Hard on the heels of the ecstatically received London revival of Michael Frayn’s Noises Off (currently playing at the Novello Theatre) comes this hilarious novel. It’s not easy to pull off farce on the printed page when so many of the laughs of the genre generally depend upon physical comedy. In Noises Off, for example, one character hops about the stage like a demented kangaroo, his shoelaces tied together. But just as a filthy joke is made funnier when told by an apparently po-faced academic, so a really silly plot is enlivened when composed by a highly clever author.
Frayn is that man. In the hands of someone less accomplished, the events in Skios would be too improbable, its characterisation too thin, its reliance on that old trope, mistaken identity, just too plain daft. As it is, you can sit back and let the book lap over you like the warm waters surrounding the imaginary Greek isle of the title.
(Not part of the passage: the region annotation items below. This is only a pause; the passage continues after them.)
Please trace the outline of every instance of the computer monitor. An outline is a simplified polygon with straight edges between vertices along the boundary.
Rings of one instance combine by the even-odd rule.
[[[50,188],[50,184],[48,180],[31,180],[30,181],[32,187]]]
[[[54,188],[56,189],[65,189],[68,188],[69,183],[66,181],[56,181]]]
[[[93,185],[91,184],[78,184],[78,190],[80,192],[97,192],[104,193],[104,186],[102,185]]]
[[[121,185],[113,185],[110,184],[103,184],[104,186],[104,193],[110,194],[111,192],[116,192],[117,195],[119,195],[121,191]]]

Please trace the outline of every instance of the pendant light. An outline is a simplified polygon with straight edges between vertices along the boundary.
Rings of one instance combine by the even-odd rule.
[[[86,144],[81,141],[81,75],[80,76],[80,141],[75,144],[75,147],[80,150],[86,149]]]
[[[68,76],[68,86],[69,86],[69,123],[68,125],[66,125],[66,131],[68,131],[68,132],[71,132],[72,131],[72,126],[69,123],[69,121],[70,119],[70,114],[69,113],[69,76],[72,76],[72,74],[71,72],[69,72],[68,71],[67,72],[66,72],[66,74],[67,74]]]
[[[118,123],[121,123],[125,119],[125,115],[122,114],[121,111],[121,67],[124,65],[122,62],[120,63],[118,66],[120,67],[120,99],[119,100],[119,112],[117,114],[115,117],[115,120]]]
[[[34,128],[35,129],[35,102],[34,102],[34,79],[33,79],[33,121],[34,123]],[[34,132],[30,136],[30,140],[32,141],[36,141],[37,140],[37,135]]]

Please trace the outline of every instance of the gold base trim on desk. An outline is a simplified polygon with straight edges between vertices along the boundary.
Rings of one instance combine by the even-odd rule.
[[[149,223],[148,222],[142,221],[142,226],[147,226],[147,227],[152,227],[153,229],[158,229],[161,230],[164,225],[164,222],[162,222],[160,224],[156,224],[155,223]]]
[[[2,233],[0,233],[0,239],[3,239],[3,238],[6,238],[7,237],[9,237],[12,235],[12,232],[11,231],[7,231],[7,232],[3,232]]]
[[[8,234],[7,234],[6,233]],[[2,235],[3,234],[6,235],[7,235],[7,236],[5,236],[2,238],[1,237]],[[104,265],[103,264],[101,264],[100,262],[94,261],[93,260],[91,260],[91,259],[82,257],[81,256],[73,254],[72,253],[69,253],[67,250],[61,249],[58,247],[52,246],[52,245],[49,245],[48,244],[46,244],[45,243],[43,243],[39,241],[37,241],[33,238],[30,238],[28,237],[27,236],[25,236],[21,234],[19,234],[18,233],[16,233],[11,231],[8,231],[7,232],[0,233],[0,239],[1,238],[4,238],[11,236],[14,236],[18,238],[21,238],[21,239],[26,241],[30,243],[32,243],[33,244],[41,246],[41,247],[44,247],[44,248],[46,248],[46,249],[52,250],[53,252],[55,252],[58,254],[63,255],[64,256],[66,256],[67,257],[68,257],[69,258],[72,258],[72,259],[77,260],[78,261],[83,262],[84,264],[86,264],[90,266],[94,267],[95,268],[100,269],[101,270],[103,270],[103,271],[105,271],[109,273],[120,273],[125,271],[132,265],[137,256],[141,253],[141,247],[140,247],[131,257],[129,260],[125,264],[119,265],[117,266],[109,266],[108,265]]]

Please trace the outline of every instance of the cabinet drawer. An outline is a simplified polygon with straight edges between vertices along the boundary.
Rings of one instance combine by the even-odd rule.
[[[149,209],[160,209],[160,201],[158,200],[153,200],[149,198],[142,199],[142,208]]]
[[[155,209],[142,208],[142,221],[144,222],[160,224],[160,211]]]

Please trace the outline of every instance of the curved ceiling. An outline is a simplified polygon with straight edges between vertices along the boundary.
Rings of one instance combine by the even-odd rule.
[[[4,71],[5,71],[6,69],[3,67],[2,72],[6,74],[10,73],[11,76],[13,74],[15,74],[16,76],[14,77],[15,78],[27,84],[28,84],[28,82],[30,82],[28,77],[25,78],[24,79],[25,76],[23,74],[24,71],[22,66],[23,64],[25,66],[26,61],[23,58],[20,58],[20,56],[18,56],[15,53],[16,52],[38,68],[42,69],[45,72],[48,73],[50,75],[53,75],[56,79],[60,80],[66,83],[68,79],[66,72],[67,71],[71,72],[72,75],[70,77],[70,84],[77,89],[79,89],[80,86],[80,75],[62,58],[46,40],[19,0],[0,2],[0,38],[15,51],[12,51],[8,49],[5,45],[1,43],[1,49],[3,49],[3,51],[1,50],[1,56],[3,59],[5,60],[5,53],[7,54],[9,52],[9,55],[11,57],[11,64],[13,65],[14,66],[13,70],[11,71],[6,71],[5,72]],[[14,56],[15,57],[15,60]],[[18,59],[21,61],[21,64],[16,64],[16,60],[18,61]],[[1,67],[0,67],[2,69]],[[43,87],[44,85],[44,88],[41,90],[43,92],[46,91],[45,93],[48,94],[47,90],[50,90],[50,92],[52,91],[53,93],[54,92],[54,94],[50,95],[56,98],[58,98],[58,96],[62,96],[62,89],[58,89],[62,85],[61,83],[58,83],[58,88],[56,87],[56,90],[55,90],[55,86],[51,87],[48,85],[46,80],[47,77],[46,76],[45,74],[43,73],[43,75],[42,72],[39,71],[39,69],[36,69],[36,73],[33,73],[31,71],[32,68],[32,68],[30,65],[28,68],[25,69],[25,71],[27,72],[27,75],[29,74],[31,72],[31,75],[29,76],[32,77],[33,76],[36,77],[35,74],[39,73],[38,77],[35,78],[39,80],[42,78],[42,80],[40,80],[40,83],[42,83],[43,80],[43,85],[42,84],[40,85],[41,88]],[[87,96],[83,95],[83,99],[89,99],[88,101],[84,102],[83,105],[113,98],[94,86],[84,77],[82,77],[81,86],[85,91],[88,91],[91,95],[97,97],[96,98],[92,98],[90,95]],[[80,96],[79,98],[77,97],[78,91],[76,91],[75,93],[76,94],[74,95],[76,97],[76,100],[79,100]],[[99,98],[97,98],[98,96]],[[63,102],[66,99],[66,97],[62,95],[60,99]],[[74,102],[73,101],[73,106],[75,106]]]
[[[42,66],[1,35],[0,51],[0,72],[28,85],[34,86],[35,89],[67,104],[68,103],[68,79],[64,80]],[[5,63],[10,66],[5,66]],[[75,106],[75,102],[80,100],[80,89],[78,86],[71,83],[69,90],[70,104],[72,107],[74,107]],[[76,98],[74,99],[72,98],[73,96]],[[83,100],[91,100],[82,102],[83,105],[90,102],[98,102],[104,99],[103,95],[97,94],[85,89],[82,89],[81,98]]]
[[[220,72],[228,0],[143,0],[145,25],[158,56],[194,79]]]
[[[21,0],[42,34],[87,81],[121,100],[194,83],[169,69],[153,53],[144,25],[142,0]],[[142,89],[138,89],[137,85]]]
This is perfect holiday reading, funny and light. The novel’s only flaw is that the story takes a few chapters to get going. Indeed, I began to wonder if we’d ever get out of the airport. But of course the whole point of farce is that everything which possibly could go wrong must go wrong. And things can’t go wrong convincingly unless we first establish what should have been happening had everything gone to plan. Setting up the house of cards takes time and patience, while watching it tumble is quick
work.
A woman who runs what amounts to a luxury cultural holiday camp on the island goes to collect her keynote speaker from his plane. The keynote speaker, pompous and very probably a bit of a bore, lands and goes to the luggage carousel.